A 40-Gb/s Decision Circuit in 90-nm CMOS

T. Chalvatzis†, K. H. K. Yau*, P. Schvan†, M. T. Yang† and S. P. Voinigescu*
†The Edward S. Rogers Sr. Department of Electrical and Computer Engineering, University of Toronto,
10 King’s College Rd, Toronto, ON M5S3G4, Canada (Email: theo@eeecg.toronto.edu)
‡Nortel Networks, Ottawa, ON K1Y4H7, Canada

Abstract—A low-power 40-Gb/s decision circuit for fiber-optic and mm-wave analog-to-digital converter applications was implemented in two 90-nm processes from two different foundries. The circuit uses a MOS-CML Master-Slave latch topology with only two vertically stacked transistors. It combines low and high-V_T-MOSFETs to allow for operation from a 1.2-V supply, without compromising speed. Full-rate retiming with jitter reduction and 7 ps rise/fall times is demonstrated at 37 Gb/s and 40 Gb/s from 1.2 V and 1.5 V, respectively. The entire decision circuit dissipates 130 mW from 1.2 V, with a record low power consumption of 10.8 mW per latch.

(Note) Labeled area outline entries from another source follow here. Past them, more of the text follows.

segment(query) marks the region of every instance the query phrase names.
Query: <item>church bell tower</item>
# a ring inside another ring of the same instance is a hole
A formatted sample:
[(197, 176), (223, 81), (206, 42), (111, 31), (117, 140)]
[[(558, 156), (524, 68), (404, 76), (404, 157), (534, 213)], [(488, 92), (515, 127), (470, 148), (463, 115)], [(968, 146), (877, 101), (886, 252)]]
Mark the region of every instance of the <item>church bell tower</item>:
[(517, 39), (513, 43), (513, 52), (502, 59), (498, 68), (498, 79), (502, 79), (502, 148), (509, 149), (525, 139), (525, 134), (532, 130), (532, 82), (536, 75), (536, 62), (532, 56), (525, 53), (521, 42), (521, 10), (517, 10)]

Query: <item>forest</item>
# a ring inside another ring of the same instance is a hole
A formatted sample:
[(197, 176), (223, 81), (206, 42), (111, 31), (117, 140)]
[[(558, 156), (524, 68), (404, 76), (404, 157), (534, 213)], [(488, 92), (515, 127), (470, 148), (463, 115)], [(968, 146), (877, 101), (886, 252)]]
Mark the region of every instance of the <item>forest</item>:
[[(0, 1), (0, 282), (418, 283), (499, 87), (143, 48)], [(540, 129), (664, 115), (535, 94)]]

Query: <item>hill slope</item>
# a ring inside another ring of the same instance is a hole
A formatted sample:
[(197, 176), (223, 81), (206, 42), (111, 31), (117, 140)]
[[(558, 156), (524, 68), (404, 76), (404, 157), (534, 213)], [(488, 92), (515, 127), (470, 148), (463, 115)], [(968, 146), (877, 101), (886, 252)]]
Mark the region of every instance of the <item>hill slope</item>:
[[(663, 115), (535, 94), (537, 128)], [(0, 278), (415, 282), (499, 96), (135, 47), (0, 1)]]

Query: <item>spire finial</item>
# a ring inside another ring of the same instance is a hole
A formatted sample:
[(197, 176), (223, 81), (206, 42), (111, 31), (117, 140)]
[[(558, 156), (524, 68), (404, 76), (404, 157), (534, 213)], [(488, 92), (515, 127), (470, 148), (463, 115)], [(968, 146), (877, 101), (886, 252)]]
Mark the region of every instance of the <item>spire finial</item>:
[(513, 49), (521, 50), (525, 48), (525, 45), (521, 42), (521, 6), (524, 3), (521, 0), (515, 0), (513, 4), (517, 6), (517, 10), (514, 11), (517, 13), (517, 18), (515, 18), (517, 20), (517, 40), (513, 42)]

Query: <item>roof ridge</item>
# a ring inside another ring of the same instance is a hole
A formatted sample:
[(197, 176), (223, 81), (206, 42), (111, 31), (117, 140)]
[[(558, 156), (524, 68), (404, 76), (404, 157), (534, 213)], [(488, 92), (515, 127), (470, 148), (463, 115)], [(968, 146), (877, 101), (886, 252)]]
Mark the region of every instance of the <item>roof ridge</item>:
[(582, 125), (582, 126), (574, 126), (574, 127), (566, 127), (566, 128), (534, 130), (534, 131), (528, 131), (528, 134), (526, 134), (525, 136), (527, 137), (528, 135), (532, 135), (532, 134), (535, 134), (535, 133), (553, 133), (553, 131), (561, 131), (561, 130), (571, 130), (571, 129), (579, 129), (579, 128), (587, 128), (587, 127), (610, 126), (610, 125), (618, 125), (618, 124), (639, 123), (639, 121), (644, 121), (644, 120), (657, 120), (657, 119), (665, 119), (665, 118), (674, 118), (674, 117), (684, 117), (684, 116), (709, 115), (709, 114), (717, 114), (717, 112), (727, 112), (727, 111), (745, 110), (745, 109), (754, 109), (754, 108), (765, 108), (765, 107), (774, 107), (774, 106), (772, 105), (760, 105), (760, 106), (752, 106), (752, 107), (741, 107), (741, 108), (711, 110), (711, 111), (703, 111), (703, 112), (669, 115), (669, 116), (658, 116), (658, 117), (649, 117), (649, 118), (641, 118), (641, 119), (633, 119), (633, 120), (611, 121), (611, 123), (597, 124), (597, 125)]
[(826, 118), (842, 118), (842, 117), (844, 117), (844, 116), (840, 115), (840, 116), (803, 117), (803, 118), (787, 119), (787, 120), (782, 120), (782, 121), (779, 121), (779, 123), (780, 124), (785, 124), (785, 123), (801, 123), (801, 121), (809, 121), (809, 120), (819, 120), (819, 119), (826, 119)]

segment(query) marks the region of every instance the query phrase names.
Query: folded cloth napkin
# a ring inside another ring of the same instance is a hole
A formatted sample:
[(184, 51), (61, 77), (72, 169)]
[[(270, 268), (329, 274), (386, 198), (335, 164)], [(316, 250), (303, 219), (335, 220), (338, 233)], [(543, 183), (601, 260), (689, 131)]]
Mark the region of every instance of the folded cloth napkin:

Index Terms—Decision circuit, retiming D flip-flop, MOS-CML

I. INTRODUCTION

Flip-flops and decision circuits are the most critical digital blocks used in high-speed wireline and fiber-optic transceivers [1], equalizers and mm-wave-sampling ADCs [2]. Full-rate retiming has been successfully demonstrated at speeds above 40 Gb/s in III-V [3], [4] and SiGe BiCMOS technologies [1], [5]. However, these circuits operate from 1.5 V or higher supplies and consume significant power. A MOS-CML implementation would permit 40 Gb/s serializer-deserializer (SERDES) chips to reach the same levels of digital integration, including FEC, as state-of-the-art 10 Gb/s chips, and to operate from a single 1.2-V power supply.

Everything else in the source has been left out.